Nacido en 1988 en una finca arrocera de las afueras de Saigón, Vuong, que fue galardonado con el premio Whiting de poesía en 2016, tenía dos años cuando su familia llegó a Estados Unidos tras pasar más de un año en un campo de refugiados en Filipinas. Fue el primero de sus parientes cercanos que aprendió a leer, pero creció escuchado canciones populares y las historias de su abuela, y su poesía toma la musicalidad de esa tradición oral y la enlaza espléndidamente con su amor por la lengua inglesa.
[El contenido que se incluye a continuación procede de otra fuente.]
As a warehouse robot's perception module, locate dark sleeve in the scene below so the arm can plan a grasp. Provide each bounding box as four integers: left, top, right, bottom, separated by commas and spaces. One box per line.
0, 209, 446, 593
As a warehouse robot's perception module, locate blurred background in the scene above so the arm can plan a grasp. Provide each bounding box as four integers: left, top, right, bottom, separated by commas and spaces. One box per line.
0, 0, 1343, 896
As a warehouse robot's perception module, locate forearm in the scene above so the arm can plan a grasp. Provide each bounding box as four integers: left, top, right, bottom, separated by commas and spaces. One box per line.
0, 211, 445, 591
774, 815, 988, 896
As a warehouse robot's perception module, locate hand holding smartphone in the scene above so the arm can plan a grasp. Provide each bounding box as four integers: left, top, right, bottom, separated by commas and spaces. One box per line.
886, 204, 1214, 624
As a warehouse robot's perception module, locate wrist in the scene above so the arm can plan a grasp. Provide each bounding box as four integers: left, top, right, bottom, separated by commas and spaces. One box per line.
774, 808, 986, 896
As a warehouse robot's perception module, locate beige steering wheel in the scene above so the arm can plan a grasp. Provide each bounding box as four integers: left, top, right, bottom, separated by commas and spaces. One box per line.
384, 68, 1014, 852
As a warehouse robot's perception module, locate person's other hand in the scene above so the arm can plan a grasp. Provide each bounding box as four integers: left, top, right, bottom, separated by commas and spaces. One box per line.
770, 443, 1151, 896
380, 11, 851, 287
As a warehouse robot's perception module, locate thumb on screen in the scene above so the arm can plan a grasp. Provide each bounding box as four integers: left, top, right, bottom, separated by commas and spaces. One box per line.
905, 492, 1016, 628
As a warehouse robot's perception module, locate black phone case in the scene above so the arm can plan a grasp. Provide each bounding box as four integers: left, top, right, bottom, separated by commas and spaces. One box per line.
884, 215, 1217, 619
Los poemas de Cielo nocturno con heridas de fuego -así como los anteriores volúmenes No y Burnings- poseen una precisión dúctil que recuerda a la obra de Emily Dickinson combinada con un aprecio por el sonido y los ritmos de las palabras similar al de Gerard Manley Hopkins. El autor sabe crear imágenes sorprendentes (un piano negro en un campo, los muñecos de un pastel de bodas conservados bajo una campana de cristal, o un pastor que sale de una pintura de Caravaggio) y lograr que los silencios y las elisiones de sus versos hablen con la misma fuerza que sus palabras.
Hay en estos poemas una poderosa corriente subterránea emocional que brota de la sinceridad y el candor de Voung y de su capacidad para captar instantes específicos con claridad fotográfica y, al mismo tiempo, una apreciación de la evanescencia de todo lo terrenal. Tanto si escribe sobre la guerra como sobre la familia o el sexo, sus composiciones contienen un presentimiento de la pérdida causada por la violencia, los malentendidos o el simple correr de las hojas del calendario y las manecillas del reloj.
Vuong escribe como emigrante y como homosexual, y sus poemas encierran lo que significa ser un extraño (una “bestia expulsada / del arca”), así como la brutal historia de los prejuicios en Estados Unidos, donde “los árboles conocen / el peso de la historia”. Habla de los terribles viajes por mar que soportan los emigrantes que intentan llegar a Estados Unidos, odiseas oceánicas que recuerdan tanto a los esperanzados periplos de los peregrinos como a las travesías del Atlántico padecidas por los esclavos contra su voluntad, y describe los campos de refugiados como “enfermos de humo y de himnos / cantados a medias”.
A muchos de sus personajes los persiguen los recuerdos (a veces de segunda mano) de la guerra, esa Guerra de Vietnam vivida por su familia en sus propias carnes que se convierte en símbolo de tantas otras libradas desde entonces. En los poemas de Vuong, el tejido diario de la vida, tanto en Vietnam como en Estados Unidos, sufre el desgarro continuo de la intrusión repentina de la violencia lanzada desde el cielo por un helicóptero Huey o un misil Tomahawk, disparada desde el hocico de un AK-47, o que llega en forma de un hombre que “da un revés” a su mujer y “lleva la motosierra a la mesa de la cocina”.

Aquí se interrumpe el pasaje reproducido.